Fernanda Chaves, assessora

Era chefe de gabinete da vereadora e sobreviveu sem ferimentos graves. Estava no Agile conduzido por Anderson, sentada à esquerda de Marielle, no banco traseiro. Não foi atingida, porque os disparos foram dados na diagonal, concentrados na parlamentar, atingindo Anderson por estar na mesma linha reta.

Os mandantes, segundo a polícia

envolvendo mandantes e intermediários do crime. Na época, Ronnie Lessa teria apontado Adriano Magalhães da Nóbrega (do Escritório do Crime e àquela altura já morto) como autor do crime.

Henrique Damasceno (2021-2022)

Assumiu a chefia da DH-capital em julho de 2021. Trazia em seu currículo outro caso de repercussão, o da morte, provavelmente sob tortura e maus-tratos, do menino Henry Borel.

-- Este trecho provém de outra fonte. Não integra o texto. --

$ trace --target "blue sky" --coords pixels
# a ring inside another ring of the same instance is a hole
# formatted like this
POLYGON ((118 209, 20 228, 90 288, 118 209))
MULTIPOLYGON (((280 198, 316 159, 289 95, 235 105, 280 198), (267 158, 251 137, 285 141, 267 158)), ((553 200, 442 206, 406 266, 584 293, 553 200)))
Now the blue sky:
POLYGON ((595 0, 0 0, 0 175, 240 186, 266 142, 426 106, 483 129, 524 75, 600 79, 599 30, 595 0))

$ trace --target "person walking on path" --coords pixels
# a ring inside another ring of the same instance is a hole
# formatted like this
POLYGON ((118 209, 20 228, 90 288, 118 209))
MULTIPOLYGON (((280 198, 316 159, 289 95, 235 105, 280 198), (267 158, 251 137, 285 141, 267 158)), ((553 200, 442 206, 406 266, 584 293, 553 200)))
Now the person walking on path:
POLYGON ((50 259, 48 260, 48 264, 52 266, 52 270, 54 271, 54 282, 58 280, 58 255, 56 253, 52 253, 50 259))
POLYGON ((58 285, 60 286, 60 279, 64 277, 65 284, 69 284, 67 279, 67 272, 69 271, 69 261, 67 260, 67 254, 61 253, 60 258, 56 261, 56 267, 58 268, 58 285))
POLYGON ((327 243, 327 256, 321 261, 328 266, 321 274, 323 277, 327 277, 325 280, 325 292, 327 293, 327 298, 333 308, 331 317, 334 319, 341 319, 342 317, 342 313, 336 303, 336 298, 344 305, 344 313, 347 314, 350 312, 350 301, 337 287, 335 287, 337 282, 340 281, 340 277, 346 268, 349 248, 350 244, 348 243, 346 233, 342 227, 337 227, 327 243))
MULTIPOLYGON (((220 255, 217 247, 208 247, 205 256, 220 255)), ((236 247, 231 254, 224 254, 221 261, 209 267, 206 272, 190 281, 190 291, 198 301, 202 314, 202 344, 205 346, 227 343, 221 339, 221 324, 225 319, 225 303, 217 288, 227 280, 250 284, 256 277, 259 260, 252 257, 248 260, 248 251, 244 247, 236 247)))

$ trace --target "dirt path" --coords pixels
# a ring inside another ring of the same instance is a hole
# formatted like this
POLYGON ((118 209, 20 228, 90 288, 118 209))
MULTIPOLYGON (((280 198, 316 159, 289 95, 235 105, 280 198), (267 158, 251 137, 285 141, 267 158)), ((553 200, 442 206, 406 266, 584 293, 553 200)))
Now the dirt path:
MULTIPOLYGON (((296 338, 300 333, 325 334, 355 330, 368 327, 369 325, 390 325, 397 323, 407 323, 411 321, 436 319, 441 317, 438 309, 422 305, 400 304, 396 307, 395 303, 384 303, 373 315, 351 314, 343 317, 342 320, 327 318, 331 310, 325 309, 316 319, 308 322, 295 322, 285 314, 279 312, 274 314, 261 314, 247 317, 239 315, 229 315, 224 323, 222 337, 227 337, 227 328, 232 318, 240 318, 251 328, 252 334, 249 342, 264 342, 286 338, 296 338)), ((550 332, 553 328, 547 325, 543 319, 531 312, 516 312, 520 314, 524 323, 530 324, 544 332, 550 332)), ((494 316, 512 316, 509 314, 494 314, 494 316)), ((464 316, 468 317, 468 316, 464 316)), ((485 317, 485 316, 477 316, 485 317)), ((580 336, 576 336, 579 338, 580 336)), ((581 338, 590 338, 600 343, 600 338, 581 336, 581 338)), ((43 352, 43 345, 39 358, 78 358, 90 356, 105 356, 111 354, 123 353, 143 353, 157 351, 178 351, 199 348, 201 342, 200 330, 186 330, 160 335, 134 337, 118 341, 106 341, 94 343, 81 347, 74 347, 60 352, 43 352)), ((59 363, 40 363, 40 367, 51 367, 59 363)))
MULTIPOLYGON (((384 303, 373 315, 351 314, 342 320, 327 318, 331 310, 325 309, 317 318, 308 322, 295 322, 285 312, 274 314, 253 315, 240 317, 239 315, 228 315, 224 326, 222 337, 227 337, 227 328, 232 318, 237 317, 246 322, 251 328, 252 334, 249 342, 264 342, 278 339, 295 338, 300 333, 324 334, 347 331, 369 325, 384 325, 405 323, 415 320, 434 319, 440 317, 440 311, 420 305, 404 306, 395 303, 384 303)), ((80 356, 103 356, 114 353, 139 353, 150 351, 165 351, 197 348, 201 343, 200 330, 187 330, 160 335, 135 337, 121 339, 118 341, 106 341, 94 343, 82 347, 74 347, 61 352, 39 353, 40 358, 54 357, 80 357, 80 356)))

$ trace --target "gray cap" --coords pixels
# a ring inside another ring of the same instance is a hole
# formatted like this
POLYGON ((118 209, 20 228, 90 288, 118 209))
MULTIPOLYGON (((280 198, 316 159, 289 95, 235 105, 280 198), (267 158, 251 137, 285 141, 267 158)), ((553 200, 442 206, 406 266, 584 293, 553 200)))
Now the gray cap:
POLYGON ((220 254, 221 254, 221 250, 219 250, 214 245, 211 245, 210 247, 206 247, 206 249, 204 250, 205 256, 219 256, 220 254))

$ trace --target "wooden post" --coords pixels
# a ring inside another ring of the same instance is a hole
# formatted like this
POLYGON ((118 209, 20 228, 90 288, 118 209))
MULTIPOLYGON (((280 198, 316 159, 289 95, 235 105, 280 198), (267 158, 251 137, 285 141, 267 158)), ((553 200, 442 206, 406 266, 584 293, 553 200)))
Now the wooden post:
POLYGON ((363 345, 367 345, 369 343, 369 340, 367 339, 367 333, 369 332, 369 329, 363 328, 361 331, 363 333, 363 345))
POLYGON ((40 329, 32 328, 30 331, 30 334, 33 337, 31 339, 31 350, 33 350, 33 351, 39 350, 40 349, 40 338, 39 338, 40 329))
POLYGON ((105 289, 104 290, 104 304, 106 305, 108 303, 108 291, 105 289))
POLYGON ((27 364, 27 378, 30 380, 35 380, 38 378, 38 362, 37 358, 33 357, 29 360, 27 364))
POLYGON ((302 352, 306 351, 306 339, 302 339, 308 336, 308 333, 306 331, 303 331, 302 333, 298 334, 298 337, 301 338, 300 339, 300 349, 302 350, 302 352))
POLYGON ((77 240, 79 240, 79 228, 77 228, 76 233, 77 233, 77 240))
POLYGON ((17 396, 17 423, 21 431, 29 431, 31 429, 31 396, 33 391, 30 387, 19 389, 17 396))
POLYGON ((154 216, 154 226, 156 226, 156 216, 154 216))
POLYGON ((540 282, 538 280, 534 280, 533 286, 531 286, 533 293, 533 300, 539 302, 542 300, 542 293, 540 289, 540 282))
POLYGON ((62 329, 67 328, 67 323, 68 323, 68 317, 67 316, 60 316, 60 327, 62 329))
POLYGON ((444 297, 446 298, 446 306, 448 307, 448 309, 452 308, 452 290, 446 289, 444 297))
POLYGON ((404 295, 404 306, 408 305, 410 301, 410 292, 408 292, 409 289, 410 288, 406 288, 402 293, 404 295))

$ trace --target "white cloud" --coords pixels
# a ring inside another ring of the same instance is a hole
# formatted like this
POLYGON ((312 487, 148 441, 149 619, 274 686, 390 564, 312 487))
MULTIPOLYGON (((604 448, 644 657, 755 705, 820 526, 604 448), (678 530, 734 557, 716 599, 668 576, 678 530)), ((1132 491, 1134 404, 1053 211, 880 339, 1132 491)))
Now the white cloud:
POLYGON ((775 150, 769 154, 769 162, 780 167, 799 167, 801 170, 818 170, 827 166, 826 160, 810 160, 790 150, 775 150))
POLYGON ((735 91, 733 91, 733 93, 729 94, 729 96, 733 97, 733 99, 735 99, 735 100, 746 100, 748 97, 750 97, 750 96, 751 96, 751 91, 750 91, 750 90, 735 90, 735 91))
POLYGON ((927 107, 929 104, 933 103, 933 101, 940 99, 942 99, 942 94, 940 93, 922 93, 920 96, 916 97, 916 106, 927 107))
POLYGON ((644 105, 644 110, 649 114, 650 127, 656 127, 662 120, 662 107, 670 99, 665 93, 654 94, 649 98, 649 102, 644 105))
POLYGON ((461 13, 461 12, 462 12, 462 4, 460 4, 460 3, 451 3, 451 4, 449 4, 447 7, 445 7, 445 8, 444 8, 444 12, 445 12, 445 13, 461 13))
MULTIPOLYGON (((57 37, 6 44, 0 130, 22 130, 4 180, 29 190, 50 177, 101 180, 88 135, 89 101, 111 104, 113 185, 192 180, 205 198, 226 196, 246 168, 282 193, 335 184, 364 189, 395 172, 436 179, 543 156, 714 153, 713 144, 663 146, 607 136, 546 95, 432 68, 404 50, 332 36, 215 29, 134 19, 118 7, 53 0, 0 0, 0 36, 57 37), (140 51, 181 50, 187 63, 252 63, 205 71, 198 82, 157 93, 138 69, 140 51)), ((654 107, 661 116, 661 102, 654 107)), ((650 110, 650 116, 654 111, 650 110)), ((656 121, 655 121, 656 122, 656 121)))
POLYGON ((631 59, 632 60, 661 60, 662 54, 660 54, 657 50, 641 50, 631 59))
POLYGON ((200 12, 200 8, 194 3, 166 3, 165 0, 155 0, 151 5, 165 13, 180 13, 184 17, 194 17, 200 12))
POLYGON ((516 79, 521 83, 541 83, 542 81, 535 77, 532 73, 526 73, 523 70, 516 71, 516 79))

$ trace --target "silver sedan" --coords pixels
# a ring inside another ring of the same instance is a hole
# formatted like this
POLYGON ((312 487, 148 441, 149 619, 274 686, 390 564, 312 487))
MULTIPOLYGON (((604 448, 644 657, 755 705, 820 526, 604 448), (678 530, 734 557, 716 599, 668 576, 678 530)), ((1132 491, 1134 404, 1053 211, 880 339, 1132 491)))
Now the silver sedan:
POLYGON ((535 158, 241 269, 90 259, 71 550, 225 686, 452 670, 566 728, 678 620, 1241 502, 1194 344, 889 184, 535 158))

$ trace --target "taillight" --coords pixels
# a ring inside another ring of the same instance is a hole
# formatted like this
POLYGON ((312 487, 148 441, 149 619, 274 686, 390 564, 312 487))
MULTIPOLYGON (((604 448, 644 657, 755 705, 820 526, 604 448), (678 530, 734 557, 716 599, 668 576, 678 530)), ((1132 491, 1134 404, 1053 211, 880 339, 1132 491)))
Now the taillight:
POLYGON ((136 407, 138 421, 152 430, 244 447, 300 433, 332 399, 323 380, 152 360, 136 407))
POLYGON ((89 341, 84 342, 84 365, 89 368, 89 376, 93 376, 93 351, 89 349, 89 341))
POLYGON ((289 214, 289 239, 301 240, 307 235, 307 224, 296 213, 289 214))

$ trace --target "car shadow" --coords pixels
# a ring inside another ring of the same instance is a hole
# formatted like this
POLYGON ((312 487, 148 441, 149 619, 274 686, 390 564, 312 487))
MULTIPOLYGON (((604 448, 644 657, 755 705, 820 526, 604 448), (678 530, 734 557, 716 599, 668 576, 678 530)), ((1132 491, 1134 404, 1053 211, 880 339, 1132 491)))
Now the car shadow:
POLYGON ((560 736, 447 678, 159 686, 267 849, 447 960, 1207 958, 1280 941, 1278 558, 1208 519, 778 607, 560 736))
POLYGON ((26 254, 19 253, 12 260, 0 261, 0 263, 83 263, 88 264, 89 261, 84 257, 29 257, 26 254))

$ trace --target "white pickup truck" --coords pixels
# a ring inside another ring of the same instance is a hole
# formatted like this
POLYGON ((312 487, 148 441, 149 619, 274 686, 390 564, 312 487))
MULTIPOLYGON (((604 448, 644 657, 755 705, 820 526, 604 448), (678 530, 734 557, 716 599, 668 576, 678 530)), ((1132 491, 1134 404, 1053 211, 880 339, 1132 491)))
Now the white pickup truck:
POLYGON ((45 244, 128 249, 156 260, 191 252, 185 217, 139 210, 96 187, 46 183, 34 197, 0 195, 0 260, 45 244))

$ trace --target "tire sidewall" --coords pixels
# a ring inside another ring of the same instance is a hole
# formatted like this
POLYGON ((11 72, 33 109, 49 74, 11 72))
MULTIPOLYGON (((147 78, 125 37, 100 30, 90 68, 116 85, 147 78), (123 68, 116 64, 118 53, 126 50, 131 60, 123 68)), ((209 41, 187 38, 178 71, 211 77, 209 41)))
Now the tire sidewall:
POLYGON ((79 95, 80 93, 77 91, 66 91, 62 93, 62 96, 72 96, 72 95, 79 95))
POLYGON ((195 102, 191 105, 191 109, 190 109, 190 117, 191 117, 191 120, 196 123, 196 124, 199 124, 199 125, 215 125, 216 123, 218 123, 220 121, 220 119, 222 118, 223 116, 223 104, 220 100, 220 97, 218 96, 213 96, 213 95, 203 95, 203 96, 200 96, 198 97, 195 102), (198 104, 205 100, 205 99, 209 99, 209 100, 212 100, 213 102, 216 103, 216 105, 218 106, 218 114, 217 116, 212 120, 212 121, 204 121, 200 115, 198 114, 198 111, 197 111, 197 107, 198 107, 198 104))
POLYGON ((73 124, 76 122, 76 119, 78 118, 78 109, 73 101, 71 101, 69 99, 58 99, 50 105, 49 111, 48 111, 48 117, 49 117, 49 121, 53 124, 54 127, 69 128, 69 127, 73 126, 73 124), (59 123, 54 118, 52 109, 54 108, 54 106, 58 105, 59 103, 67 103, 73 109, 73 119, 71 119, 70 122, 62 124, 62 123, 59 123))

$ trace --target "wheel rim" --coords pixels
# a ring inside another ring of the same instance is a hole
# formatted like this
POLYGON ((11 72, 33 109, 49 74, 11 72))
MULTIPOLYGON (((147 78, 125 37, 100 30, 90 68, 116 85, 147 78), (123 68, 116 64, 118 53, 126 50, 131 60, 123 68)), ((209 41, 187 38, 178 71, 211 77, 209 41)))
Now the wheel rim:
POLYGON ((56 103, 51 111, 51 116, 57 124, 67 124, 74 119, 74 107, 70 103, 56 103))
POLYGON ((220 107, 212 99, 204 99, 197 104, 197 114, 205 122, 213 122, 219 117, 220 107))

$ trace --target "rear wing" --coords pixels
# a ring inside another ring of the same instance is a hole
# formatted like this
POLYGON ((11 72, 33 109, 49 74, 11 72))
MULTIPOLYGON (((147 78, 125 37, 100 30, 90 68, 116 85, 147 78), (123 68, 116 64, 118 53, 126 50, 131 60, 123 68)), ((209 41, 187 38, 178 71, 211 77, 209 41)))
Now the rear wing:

A criança morreu em 8 de março de 2021, com indicios de espancamento. A Polícia Civil indiciou e prendeu pelo crime a mãe do garoto, Monique Medeiros da Costa e Silva, e o namorado dela, vereador Jairo Souza Santos Júnior, o Doutor Jairinho, com quem vivia.

Alexandre Herdy (2022 em diante)

O quinto delegado a cuidar do caso Marielle passou a comandar a Delegacia de Homicídios da capital em fevereiro de 2022. Substituiu Henrique Damasceno, que foi promovido a diretor do Departamento-Geral de Homicídios e Proteção à Pessoa Humana.

O novo inquérito da PF
Menos de dois meses após assumir o Ministério da Justiça, Flávio Dino determinou a abertura de novo inquérito para investigar o caso Marielle.

Oficialmente, trata-se de uma “colaboração” com as autoridades locais, responsáveis pela investigação, que não foi oficialmente federalizada. Foi designado para comandar a apuração federal o delegado Guilherme de Paula Machado Catramby.

Foi essa colaboração que resultou na Operação Elpis (Esperança), que prendeu o ex-bombeiro Maxwell Simões Corrêa, o Suel. A delação premiada de Élcio de Queiroz foi outro resultado dessa colaboração da PF com o MP do Rio.

Os promotores do MP estadual
Homero das Neves Freitas Filho

Foi o primeiro promotor do caso Marielle, mas foi substituído ainda em 2018.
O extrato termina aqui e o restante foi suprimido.